There are still plenty of alternative print-making processes out there, but it's not every day you see photographs printed on living patches of grass. For the last 20 years Heather Ackroyd and Dan Harvey, have been doing just that.
It all started in 1990, Ackroyd and Harvey created an art installation that covered an entire room with grass. As part of the art piece they left a ladder leaning against a wall and when they went to remove it they saw that the fast-growing plant had been imprinted with the shadow. The grass had stayed yellow where the ladder had prevented it from receiving any light.

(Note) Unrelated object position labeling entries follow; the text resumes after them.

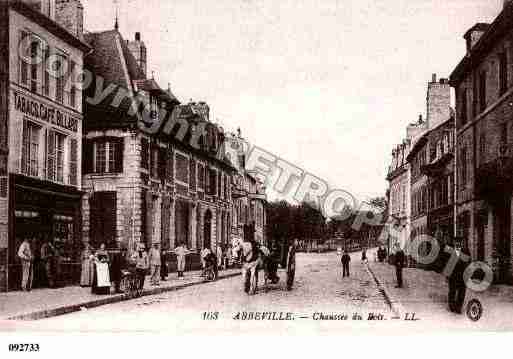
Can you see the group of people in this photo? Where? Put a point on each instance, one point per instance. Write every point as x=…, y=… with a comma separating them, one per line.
x=43, y=261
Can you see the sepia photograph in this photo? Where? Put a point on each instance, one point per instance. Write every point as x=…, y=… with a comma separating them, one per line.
x=258, y=167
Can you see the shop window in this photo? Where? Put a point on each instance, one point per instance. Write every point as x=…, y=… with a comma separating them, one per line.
x=102, y=227
x=30, y=151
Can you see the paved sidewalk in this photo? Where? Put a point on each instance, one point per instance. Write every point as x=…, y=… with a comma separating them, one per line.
x=425, y=293
x=45, y=303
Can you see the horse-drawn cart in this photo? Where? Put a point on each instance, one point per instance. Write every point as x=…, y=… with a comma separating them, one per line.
x=256, y=259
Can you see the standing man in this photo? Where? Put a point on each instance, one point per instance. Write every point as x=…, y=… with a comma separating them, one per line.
x=26, y=257
x=47, y=259
x=457, y=287
x=181, y=251
x=345, y=264
x=118, y=263
x=399, y=265
x=155, y=264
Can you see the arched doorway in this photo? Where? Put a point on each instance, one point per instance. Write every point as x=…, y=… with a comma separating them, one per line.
x=207, y=229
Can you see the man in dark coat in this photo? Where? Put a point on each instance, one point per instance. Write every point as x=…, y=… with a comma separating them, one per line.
x=118, y=263
x=399, y=265
x=457, y=286
x=345, y=264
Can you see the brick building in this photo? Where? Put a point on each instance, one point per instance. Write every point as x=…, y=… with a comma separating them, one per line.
x=483, y=82
x=41, y=51
x=149, y=185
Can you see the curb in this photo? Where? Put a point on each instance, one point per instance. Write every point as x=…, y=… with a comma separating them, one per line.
x=389, y=299
x=54, y=312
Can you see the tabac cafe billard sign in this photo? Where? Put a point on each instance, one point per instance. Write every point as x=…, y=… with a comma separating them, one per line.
x=43, y=112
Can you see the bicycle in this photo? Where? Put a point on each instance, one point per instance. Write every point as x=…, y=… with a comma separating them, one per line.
x=131, y=283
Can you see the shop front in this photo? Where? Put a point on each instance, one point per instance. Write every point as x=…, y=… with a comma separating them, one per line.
x=40, y=211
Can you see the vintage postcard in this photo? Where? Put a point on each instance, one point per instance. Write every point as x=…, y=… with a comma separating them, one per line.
x=255, y=166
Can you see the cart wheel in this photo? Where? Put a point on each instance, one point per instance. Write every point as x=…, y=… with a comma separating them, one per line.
x=291, y=270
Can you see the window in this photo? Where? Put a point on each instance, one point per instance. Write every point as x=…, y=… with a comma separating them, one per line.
x=145, y=154
x=463, y=106
x=503, y=73
x=30, y=151
x=482, y=146
x=30, y=67
x=482, y=91
x=463, y=166
x=108, y=155
x=55, y=156
x=59, y=68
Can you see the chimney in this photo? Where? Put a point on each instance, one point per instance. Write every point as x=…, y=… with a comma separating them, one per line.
x=138, y=49
x=473, y=35
x=438, y=102
x=70, y=15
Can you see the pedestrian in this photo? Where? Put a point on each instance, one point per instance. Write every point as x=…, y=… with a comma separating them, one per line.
x=48, y=261
x=163, y=266
x=141, y=264
x=346, y=259
x=155, y=263
x=101, y=276
x=181, y=251
x=457, y=286
x=26, y=257
x=119, y=262
x=219, y=253
x=204, y=254
x=399, y=265
x=86, y=274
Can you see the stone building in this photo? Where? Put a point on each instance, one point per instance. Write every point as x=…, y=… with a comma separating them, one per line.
x=399, y=208
x=147, y=179
x=249, y=198
x=431, y=175
x=483, y=83
x=40, y=134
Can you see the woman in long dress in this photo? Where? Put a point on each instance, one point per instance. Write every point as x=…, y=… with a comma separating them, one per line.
x=86, y=276
x=101, y=260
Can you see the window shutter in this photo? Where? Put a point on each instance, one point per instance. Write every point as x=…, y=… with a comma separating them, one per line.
x=119, y=146
x=73, y=162
x=25, y=150
x=162, y=163
x=50, y=156
x=87, y=161
x=192, y=173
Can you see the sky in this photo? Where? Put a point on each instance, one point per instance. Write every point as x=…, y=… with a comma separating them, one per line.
x=328, y=85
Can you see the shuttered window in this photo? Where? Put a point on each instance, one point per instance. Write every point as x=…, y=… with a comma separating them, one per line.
x=73, y=162
x=102, y=228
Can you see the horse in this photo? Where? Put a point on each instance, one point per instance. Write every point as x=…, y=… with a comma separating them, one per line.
x=254, y=259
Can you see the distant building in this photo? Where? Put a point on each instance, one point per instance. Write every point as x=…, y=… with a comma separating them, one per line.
x=483, y=82
x=249, y=197
x=150, y=188
x=431, y=181
x=40, y=134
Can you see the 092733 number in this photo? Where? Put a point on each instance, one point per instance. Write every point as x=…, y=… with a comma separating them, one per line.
x=23, y=347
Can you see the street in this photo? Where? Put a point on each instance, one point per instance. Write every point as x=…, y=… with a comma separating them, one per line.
x=321, y=300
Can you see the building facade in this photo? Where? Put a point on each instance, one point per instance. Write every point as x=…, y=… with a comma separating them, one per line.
x=41, y=134
x=143, y=186
x=483, y=83
x=431, y=167
x=249, y=198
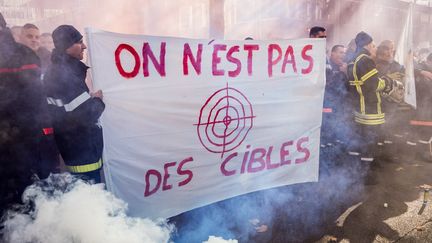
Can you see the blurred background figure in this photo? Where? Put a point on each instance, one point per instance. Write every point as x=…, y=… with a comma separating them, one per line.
x=31, y=37
x=16, y=32
x=317, y=32
x=46, y=41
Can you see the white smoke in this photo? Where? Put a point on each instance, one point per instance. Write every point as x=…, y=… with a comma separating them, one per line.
x=67, y=210
x=214, y=239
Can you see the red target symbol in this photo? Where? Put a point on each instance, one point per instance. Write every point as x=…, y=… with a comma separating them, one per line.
x=225, y=120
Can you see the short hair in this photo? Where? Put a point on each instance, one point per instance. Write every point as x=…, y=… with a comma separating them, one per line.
x=314, y=30
x=335, y=47
x=30, y=26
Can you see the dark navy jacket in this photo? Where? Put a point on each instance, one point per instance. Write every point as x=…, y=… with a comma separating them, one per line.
x=75, y=114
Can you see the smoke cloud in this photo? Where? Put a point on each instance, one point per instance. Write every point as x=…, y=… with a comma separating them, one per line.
x=63, y=209
x=214, y=239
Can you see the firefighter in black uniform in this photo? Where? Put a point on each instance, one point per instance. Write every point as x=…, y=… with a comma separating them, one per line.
x=24, y=152
x=75, y=111
x=366, y=89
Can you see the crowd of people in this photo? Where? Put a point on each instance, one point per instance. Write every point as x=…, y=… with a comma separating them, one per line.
x=53, y=119
x=48, y=116
x=365, y=118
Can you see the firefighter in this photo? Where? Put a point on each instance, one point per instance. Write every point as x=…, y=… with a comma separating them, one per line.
x=366, y=88
x=334, y=127
x=74, y=110
x=22, y=112
x=394, y=131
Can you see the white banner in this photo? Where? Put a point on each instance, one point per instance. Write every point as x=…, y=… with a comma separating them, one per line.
x=191, y=122
x=405, y=56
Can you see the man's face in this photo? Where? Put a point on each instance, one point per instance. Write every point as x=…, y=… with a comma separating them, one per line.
x=77, y=50
x=386, y=52
x=371, y=48
x=30, y=38
x=320, y=34
x=47, y=42
x=338, y=55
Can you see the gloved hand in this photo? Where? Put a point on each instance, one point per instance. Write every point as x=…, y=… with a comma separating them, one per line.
x=396, y=76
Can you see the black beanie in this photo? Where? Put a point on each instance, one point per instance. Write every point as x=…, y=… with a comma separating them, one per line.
x=362, y=39
x=65, y=36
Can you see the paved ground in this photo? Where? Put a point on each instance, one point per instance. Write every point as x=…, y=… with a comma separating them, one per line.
x=392, y=210
x=384, y=205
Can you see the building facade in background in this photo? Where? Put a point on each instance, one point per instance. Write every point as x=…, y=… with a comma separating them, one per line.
x=229, y=19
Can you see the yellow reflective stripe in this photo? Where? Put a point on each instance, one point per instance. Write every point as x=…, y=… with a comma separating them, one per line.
x=358, y=83
x=355, y=67
x=369, y=116
x=84, y=168
x=381, y=85
x=370, y=122
x=378, y=103
x=362, y=103
x=369, y=74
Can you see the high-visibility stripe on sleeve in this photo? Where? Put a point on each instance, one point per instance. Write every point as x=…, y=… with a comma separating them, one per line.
x=85, y=168
x=421, y=123
x=381, y=85
x=77, y=101
x=369, y=74
x=71, y=105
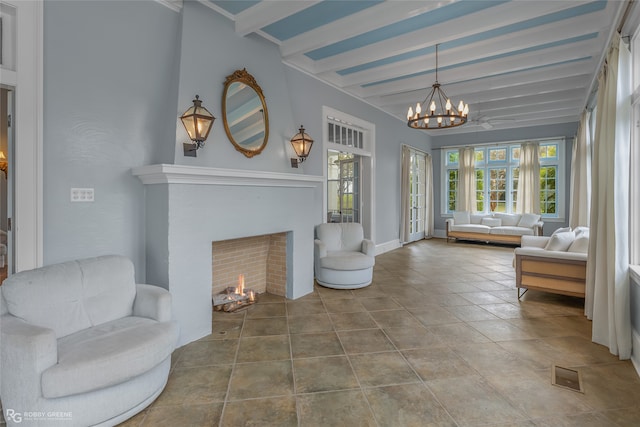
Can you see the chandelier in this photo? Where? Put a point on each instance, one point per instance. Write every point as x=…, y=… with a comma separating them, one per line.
x=440, y=113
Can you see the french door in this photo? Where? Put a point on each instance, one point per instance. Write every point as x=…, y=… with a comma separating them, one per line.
x=417, y=194
x=343, y=187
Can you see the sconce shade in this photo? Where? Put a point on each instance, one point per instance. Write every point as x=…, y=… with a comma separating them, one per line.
x=197, y=121
x=3, y=163
x=302, y=143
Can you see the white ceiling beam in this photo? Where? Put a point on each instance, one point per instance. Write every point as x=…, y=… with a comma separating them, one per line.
x=509, y=64
x=267, y=12
x=369, y=19
x=494, y=82
x=530, y=38
x=466, y=25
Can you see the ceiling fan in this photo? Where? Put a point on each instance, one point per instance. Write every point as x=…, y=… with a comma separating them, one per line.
x=488, y=123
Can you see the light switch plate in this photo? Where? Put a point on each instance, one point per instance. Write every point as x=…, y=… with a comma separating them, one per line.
x=82, y=195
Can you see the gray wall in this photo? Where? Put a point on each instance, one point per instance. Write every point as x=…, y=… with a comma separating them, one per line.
x=116, y=77
x=567, y=130
x=110, y=82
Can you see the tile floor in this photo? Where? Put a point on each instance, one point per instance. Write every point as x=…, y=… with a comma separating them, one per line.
x=438, y=339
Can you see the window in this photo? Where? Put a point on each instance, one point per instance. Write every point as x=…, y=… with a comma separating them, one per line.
x=497, y=174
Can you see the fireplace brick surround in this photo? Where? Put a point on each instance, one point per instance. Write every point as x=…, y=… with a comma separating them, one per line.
x=189, y=207
x=261, y=259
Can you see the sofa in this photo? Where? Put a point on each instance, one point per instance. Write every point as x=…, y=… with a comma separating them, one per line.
x=493, y=227
x=343, y=258
x=556, y=264
x=82, y=343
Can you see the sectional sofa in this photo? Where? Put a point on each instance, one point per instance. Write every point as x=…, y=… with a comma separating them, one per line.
x=493, y=227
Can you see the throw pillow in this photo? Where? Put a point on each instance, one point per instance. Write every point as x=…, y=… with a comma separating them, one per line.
x=581, y=244
x=581, y=229
x=508, y=219
x=560, y=241
x=528, y=220
x=461, y=218
x=492, y=222
x=561, y=230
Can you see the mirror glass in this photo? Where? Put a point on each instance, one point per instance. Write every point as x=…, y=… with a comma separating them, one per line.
x=245, y=115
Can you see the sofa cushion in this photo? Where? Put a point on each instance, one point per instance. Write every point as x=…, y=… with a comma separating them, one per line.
x=560, y=241
x=477, y=218
x=491, y=222
x=29, y=296
x=108, y=287
x=512, y=231
x=580, y=244
x=345, y=261
x=462, y=217
x=471, y=228
x=108, y=354
x=508, y=220
x=528, y=220
x=561, y=230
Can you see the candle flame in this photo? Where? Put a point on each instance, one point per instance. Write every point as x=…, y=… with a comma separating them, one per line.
x=240, y=288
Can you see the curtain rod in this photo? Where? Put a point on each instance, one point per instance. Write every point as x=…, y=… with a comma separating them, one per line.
x=622, y=15
x=497, y=144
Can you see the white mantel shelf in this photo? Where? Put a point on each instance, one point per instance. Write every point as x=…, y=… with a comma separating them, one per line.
x=181, y=174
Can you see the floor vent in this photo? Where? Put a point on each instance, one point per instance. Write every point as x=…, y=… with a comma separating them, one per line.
x=566, y=378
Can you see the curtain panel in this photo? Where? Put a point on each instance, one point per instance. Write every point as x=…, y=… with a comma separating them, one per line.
x=528, y=200
x=466, y=200
x=405, y=196
x=580, y=192
x=607, y=289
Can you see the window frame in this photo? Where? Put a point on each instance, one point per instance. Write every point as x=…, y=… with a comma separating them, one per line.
x=510, y=163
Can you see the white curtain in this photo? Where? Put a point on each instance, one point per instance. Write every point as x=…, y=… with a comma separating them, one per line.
x=466, y=200
x=580, y=198
x=607, y=292
x=528, y=200
x=405, y=195
x=428, y=215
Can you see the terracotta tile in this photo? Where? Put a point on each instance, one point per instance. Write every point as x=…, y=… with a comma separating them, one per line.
x=338, y=408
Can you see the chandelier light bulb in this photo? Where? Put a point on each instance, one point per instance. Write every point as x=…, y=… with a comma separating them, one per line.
x=441, y=112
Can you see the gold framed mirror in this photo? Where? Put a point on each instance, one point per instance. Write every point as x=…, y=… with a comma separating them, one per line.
x=244, y=113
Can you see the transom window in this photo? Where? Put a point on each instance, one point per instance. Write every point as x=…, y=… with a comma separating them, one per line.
x=497, y=173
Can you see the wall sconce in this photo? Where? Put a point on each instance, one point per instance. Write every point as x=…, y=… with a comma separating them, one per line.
x=301, y=143
x=197, y=121
x=3, y=163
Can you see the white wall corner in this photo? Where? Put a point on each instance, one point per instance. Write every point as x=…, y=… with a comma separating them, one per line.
x=635, y=353
x=175, y=5
x=387, y=246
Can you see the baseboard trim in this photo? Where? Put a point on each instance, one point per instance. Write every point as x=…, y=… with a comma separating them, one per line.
x=635, y=353
x=388, y=246
x=441, y=234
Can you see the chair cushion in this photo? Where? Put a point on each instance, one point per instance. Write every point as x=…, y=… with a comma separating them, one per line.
x=528, y=220
x=512, y=231
x=509, y=220
x=471, y=228
x=342, y=260
x=341, y=236
x=492, y=222
x=461, y=217
x=560, y=241
x=108, y=354
x=580, y=244
x=72, y=296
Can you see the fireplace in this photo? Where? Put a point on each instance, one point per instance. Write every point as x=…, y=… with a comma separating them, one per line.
x=189, y=207
x=261, y=260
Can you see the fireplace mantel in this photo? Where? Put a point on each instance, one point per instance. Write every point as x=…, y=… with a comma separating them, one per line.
x=189, y=207
x=181, y=174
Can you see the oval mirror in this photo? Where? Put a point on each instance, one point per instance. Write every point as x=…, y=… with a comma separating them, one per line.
x=244, y=113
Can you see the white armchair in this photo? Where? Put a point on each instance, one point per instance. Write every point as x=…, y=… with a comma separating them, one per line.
x=343, y=258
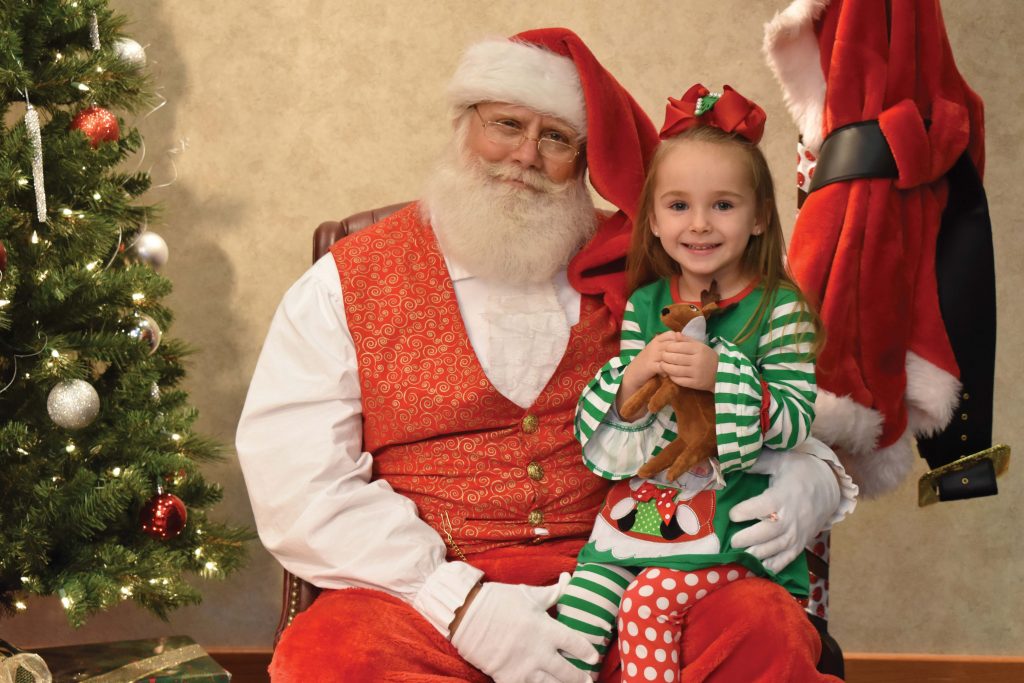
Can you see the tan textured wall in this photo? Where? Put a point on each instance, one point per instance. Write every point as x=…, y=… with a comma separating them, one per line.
x=300, y=111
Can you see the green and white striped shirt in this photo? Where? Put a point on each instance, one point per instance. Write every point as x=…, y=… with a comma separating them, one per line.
x=777, y=353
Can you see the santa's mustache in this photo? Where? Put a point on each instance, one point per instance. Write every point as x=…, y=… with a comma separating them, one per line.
x=530, y=177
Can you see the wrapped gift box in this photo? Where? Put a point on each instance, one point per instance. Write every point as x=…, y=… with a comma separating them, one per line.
x=154, y=660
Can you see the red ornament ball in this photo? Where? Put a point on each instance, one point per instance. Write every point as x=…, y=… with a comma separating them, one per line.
x=163, y=516
x=98, y=124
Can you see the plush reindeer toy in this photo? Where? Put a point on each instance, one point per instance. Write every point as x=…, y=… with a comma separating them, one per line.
x=694, y=408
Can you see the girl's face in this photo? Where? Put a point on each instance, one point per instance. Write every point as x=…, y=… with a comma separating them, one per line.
x=705, y=213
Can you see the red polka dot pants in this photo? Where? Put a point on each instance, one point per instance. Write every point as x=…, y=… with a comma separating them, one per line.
x=650, y=620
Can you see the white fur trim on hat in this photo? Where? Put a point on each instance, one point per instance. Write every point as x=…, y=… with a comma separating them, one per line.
x=792, y=50
x=507, y=71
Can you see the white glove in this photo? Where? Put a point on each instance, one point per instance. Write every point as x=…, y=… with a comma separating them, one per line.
x=801, y=498
x=508, y=634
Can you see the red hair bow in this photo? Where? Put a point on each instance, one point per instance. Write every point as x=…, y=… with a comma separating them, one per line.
x=731, y=113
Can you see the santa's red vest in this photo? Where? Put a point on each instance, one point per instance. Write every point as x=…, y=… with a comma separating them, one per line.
x=471, y=460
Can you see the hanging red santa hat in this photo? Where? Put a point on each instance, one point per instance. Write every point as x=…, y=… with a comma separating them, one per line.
x=552, y=72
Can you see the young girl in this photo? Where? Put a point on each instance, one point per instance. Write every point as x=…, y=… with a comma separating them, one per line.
x=708, y=217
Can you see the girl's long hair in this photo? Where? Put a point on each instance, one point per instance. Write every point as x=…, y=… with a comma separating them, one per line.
x=647, y=260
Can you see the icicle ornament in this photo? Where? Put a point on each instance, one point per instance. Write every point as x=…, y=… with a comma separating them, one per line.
x=35, y=136
x=94, y=32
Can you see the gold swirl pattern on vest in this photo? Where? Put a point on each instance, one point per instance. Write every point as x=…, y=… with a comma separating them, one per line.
x=440, y=433
x=535, y=471
x=529, y=424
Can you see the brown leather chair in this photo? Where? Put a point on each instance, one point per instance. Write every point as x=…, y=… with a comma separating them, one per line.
x=299, y=594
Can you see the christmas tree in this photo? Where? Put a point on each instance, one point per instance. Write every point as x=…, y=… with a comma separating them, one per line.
x=102, y=498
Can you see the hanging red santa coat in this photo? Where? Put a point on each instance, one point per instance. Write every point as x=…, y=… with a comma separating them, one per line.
x=878, y=73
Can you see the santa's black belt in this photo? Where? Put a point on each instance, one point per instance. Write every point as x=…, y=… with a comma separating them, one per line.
x=857, y=151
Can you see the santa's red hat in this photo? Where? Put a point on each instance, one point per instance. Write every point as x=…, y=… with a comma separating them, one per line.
x=551, y=71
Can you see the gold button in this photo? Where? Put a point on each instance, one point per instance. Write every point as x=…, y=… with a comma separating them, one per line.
x=529, y=424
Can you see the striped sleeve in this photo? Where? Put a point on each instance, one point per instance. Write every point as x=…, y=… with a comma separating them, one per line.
x=611, y=447
x=780, y=382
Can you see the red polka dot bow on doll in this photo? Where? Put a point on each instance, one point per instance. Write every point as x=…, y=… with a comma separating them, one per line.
x=728, y=111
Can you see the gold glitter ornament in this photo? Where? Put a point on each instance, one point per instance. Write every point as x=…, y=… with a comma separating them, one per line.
x=73, y=403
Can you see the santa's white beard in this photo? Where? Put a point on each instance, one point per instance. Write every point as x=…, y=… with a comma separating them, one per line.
x=497, y=229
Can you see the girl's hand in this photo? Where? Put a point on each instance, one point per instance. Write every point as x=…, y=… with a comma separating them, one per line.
x=689, y=364
x=645, y=366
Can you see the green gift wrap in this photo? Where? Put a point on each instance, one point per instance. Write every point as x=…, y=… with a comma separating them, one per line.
x=153, y=660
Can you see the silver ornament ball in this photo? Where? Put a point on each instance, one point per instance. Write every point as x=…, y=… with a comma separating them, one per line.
x=130, y=51
x=73, y=403
x=151, y=249
x=145, y=330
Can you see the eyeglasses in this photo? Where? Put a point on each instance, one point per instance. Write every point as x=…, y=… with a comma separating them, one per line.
x=513, y=136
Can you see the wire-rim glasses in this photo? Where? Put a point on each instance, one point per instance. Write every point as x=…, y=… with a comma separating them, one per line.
x=512, y=137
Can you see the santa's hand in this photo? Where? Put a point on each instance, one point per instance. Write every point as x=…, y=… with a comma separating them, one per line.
x=508, y=634
x=800, y=501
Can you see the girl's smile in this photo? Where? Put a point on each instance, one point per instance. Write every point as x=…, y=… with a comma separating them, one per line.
x=705, y=214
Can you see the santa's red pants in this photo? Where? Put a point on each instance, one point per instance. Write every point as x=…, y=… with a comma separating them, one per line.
x=749, y=631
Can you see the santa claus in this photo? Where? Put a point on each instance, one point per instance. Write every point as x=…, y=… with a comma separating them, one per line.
x=408, y=442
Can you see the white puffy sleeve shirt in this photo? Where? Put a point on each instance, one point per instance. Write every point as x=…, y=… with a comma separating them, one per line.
x=299, y=444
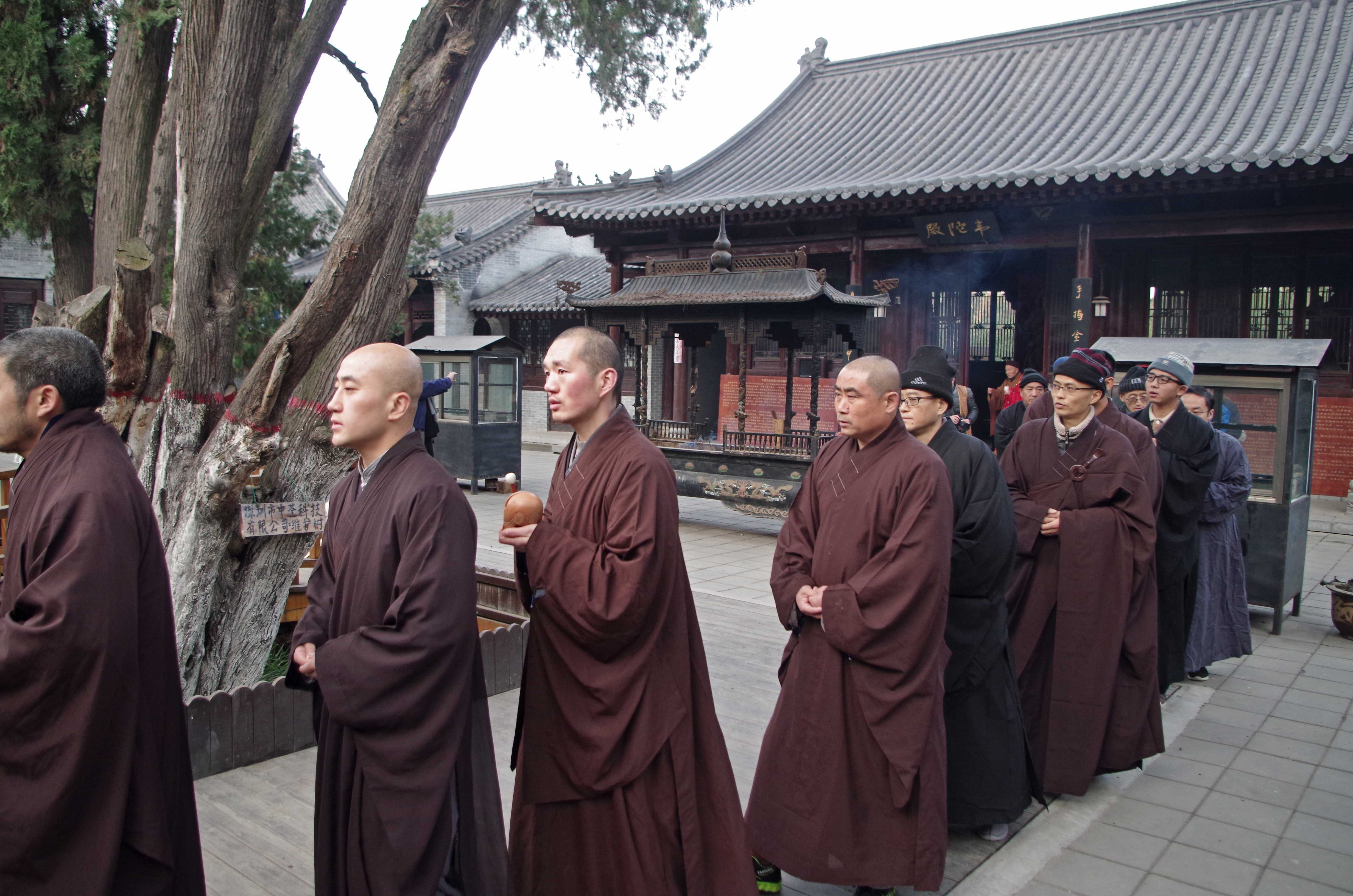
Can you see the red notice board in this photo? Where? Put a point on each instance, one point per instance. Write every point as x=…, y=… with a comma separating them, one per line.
x=1333, y=463
x=766, y=394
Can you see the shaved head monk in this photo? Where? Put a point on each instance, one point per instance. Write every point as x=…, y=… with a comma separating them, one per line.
x=623, y=779
x=406, y=791
x=95, y=780
x=850, y=786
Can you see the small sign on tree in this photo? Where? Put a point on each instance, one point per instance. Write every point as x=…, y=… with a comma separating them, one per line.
x=287, y=517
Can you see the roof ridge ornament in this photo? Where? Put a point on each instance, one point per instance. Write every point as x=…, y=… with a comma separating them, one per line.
x=814, y=60
x=722, y=261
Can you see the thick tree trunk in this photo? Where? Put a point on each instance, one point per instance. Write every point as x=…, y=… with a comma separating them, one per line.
x=225, y=606
x=132, y=120
x=72, y=254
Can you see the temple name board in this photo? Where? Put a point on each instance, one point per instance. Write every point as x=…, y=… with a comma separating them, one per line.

To harness the effect, they started projecting light through an old 35mm Kodak projector onto a swath of grass on the wall. In the years since they have perfected the process. The area where they grow their installations needs to be totally dark except for the light coming from the 2,500-watt projector that serves at their light source. They use large, specially made 7x7-inch negatives to project on vertical walls. It's quite literally like a biological dark room.
Their photos usually take about eight days to develop, during the projection, the blades of the grass that receive the most light turn the darkest green because they are able to produce a high concentration of chlorophyll. Those that receive the least amount of light remain yellow because they lack chlorophyll, resulting in a tonal range similar to a black and with print.
“There is a real sense of presence, you really feel like that portrait is present and alive, says Ackroyd. “And I think that is why people are bewitched by the pieces. I think we are very resistant to reducing it to a set of formulas because that would make it about how we do it, and really it’s about why we do it that interest us more.”